Data virtualization technologies can make it simpler for system administrators to run analytical queries on their production databases. However, these queries can increase the load on these databases, making system administrators reluctant to adopt data virtualization. This creates data friction for analysts, who need to wait until data engineers can implement workloads or ETL pipelines to populate a data warehouse to get the latest data. Materialized datasets not only reduce this data friction, it gives data stewards the ability to optimize queries on their own without having to rely on system administrators, further streamlining the process for generating reports and analytics.
With Intertrust Platform’s materialized dataset feature, data from connected data sources can be physically cached within the Platform. Leveraging the Platform’s SQL-driven dataset definitions, data managers can compose datasets tailored to the needs of their end users, including joining multiple data sources located in different physical infrastructures. The new self-service UI included with the feature allows anyone who understands SQL to perform these tasks. All queries against materialized datasets are processed within the Platform, eliminating analytical overhead – and resulting performance hits – on the underlying databases. Datasets may be cached once, or set to refresh on a recurring basis.

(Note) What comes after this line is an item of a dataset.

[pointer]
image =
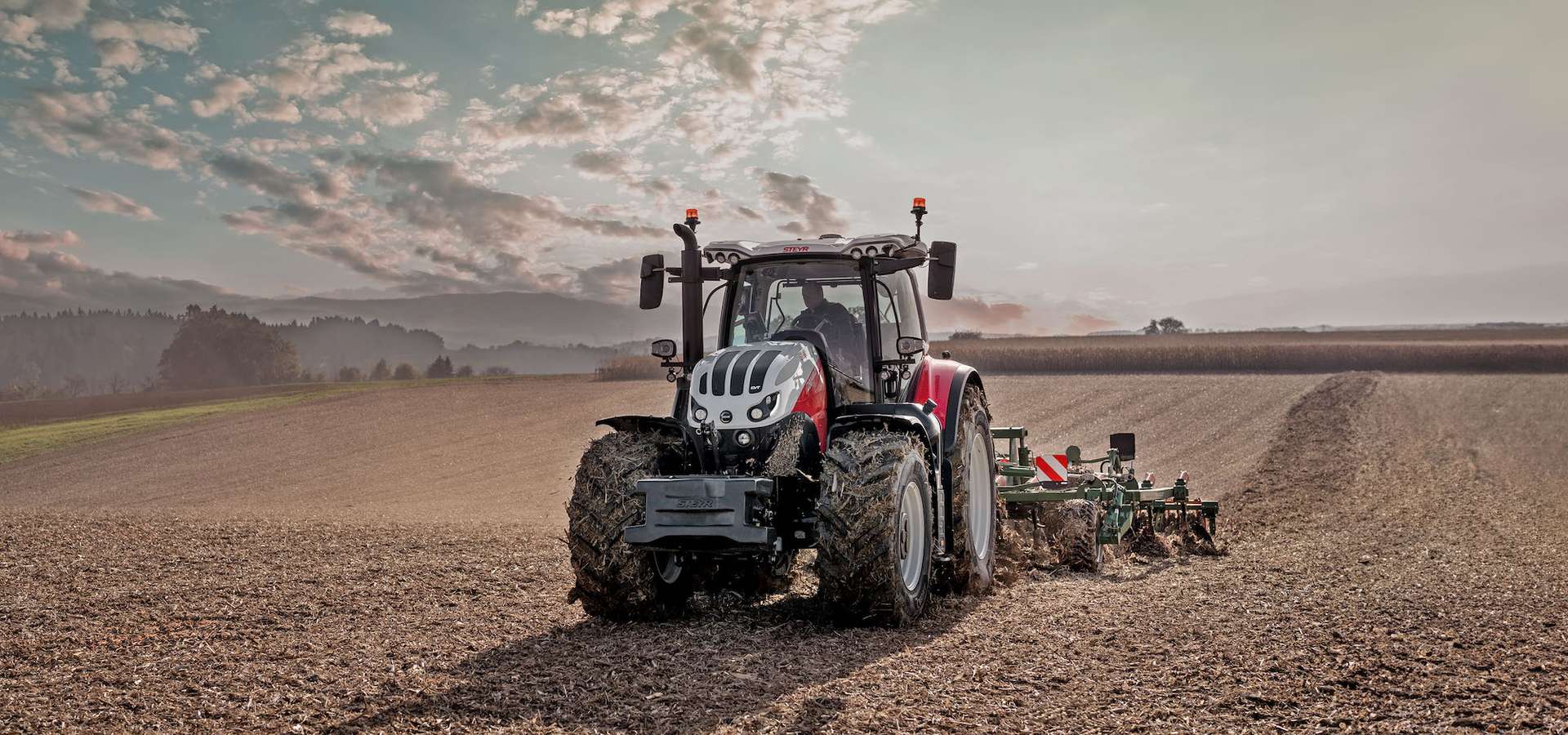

“Data virtualization technology offers an agile approach to data operations. However, market adoption of this technology has been stymied because of the performance impacts caused by the increased load on connected databases,” said Chris Kalima, Vice President of Product Management at Intertrust. “The materialized datasets feature addresses these concerns and eliminates the time and cost associated with developing ETL pipelines, reducing friction in the process of delivering valuable data.”
Intertrust Platform and the materialized datasets feature is currently used by a major Asian energy company to generate daily personnel reports from multiple business units and multiple separate databases. The company used Intertrust Platform to create a materialized dataset by virtually joining the necessary data and refreshing it daily during off business hours. By doing so, the time to generate a report was greatly reduced, going from 30 minutes to 3 seconds.
The materialized datasets feature is now available.